This thread has been locked.

If you have a related question, please click the "Ask a related question" button in the top right corner. The newly created question will be automatically linked to this question.

SPI EDMA performance

Hi

I have some troubles getting a good SPI performance with the C6748 SOM on the Logic EVM. I've configured the DSP as SPI master, 7 Mbit/s (which turns out to be 7.35) using DMA. When my application calles GIO_write(), all data bytes are clocked out at 7.35 Mbit/s and there is no gap between individual bytes. However, there is a 53 us delay between CS going low and the actual start of the transfer. Once transfer is finished, there is another 40 us delay before CS is returning to high. I've explained this a little more (including scope shots) here: http://e2e.ti.com/support/embedded/f/355/t/98047.aspx#342705.

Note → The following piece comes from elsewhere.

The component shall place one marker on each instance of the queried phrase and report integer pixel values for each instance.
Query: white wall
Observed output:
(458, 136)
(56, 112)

It also seems that I'm not the only one noticing this problem; for example: http://e2e.ti.com/support/dsp/tms320c6000_high_performance_dsps/f/115/p/12370/48359.aspx#48359 or 
http://e2e.ti.com/support/embedded/f/355/p/79653/283111.aspx#283111 seem like similar issues.

I've tracked the delays down to EDMA3_LOG_EVENT() calls, of which several happen in the time between CS going low and start of the clock.

What I'd like to know now:

  1. Are the delays that I see normal?
  2. Are there any methods to reduce these delays? For example:
    1. Disabling the EDMA3 logging with some configuration setting
    2. Recompiling EDMA3 drivers without logging?
    3. Cache settings? How can I see my current cache settings and what would the recommended cache settings be?

In case recompiling EDMA3 drivers is recommended: which project should I use? So far I've found these projects:

  • edma3_drv_bios_c6748_sample_lib
  • edma3_drv_bios_lib
  • edma3_drv_bios_lib_c674
  • edma3_drv_bios_c674_XDC
  • edma3_drv_bios_lib_XDC
  • edma3_rm_bios_c6748_lib
  • edma3_rm_bios_c6748_sample_lib

Or should I recompile all of them?

Cheers

Admar

PS: For the record: I have the Logic EVM with C6748 SOM, psp drivers 01_30_00_05, BIOS 5.41.09.34 and edma3_lld_01_10_00_01 (at least, I think it is using that one).

  • I've just confirmed that the UART driver examples also suffer from poor DMA performance. I have a setup here with a PC connected to UART2 on the C6748 on the Logic EVM, using 921600 baud 8N1.

    Transmitting data from the dsp to the pc seems to work fine. I have not done any extensive benchmarks yet, but so far it seems fast. (But I expect there are some delays at start and end of the transaction. However, since I transfer a block of bytes at once, these delays form a small penalty.)

    Transmitting data from the pc to the dsp on the otherhand is tricky: if the dsp uses DMA for the UART handling, I have to insert delays of at least 250 ms between each byte. I think this is because of the nature of my communication protocol (variable length, so I have to receive one byte per transaction). For a complete frame of a few (say, 24 bytes), all these delays add up to a considerable time.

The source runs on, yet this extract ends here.